Loss of marriage is like grief as losing a love but the sooner you get out there the easier it is.
best thing you can do for yourself is learn who you are and what you want.
Go out catch up with old freinds and foster new ones and your confidence as an independent woman will grown
Baby steps and the journey of a thousand miles begins wit the first step.
so proud of you. You go Girl


----------



## Libby smith (Dec 15, 2021)

IrishMarriedMan said:


> well fair play to you the easiest thing to do when hurt and betrayed is to wallow in misery.
> Loss of marriage is like grief as losing a love but the sooner you get out there the easier it is.
> best thing you can do for yourself is learn who you are and what you want.
> Go out catch up with old freinds and foster new ones and your confidence as an independent woman will grown
> ...


Thankyou so much for this…your words have helped me a lot today…so much.Thankyou…


----------



## IrishMarriedMan (Dec 16, 2021)

Libby smith said:


> Thankyou so much for this…your words have helped me a lot today…so much.Thankyou…

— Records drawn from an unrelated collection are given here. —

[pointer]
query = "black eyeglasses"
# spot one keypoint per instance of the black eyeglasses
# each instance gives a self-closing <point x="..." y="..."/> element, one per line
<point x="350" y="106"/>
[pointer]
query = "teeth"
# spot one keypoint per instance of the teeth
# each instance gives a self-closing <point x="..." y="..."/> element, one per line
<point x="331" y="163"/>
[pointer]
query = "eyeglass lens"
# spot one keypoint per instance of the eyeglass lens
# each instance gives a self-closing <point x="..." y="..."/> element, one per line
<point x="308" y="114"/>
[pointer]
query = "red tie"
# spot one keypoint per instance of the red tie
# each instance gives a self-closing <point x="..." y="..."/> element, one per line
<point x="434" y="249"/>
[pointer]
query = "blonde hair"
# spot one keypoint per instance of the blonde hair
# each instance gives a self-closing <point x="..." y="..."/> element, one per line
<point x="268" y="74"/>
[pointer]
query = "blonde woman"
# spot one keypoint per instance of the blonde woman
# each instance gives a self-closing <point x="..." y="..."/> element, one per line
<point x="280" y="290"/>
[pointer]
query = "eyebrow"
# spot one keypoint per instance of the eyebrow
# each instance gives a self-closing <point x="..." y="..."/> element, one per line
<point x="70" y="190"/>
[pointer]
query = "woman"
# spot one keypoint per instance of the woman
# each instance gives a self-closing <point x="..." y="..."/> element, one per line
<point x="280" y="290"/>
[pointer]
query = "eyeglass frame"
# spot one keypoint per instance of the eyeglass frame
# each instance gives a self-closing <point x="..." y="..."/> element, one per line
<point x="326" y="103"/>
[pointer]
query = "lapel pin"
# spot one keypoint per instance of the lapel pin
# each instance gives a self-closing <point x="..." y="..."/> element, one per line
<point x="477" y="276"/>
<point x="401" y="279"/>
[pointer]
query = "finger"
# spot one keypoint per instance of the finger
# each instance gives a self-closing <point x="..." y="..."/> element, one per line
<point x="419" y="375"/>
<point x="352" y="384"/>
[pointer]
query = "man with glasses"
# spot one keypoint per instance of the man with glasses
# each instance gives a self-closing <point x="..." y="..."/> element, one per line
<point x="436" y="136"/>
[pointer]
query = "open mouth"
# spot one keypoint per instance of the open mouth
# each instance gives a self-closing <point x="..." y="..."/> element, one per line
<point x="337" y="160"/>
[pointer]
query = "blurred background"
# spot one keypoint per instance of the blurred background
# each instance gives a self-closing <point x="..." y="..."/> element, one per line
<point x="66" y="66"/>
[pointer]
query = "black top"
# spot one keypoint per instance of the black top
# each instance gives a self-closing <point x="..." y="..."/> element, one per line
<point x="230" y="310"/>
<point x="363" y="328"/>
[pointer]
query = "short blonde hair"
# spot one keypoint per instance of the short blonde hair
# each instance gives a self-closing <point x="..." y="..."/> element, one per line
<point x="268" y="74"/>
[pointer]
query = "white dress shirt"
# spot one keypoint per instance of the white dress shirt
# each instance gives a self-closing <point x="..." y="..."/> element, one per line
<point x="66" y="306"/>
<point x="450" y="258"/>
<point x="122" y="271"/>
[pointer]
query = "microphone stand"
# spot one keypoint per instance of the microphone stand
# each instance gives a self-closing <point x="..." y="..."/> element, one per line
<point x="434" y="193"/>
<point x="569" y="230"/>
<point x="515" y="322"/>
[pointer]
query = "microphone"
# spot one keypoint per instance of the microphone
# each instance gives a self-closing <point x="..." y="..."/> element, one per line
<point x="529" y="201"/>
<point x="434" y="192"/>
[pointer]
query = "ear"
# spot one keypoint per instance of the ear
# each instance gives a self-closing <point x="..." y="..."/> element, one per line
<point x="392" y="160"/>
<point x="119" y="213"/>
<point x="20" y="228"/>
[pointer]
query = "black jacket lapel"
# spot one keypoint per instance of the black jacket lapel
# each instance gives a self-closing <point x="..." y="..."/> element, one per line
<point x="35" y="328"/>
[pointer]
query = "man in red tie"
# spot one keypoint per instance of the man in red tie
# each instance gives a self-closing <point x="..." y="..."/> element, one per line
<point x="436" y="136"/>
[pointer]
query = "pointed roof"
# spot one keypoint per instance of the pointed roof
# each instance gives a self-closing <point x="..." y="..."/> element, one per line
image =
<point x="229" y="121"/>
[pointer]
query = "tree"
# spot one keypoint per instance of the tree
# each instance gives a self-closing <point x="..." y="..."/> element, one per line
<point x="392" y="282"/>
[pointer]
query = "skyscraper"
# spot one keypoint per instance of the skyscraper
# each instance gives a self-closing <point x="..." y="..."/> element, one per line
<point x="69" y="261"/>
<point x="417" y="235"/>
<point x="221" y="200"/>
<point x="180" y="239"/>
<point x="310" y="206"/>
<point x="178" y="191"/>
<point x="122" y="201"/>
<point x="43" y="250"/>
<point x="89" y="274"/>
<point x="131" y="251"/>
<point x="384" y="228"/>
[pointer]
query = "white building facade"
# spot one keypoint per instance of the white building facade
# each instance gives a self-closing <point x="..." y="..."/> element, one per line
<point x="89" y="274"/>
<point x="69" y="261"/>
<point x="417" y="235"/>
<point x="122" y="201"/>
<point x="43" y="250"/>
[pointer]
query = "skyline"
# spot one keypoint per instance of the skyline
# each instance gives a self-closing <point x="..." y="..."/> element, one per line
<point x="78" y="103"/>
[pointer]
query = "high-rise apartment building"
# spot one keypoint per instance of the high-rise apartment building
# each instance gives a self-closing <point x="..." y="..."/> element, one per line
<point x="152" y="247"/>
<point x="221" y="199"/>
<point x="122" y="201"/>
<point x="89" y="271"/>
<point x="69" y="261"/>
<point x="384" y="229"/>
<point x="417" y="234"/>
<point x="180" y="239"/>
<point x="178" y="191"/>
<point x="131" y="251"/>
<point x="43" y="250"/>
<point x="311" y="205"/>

not at all Libby we all go through bad patches in life and when some one has betrays us we often loose confidence in ourselves and start to see and feel negatively about people situations and things.
but then when like you you meet a good friend and it can be as simple as coffee and chat.
just nice to see things can be nice and normal with time and the right outlook


----------



## jlg07 (Feb 24, 2017)

Libby, please make sure you get with a lawyer to make sure you get custody/child support, alimony, assets, etc. all figured out. The sooner you do that, you will have a plan so things won't seem so nebulous..


----------



## MattMatt (May 19, 2012)

jlg07 said:


> Libby, please make sure you get with a lawyer to make sure you get custody/child support, alimony, assets, etc. all figured out. The sooner you do that, you will have a plan so things won't seem so nebulous..


Go to the top five lawyers and have free initial consultations with them and choose the best one for you and your children.


----------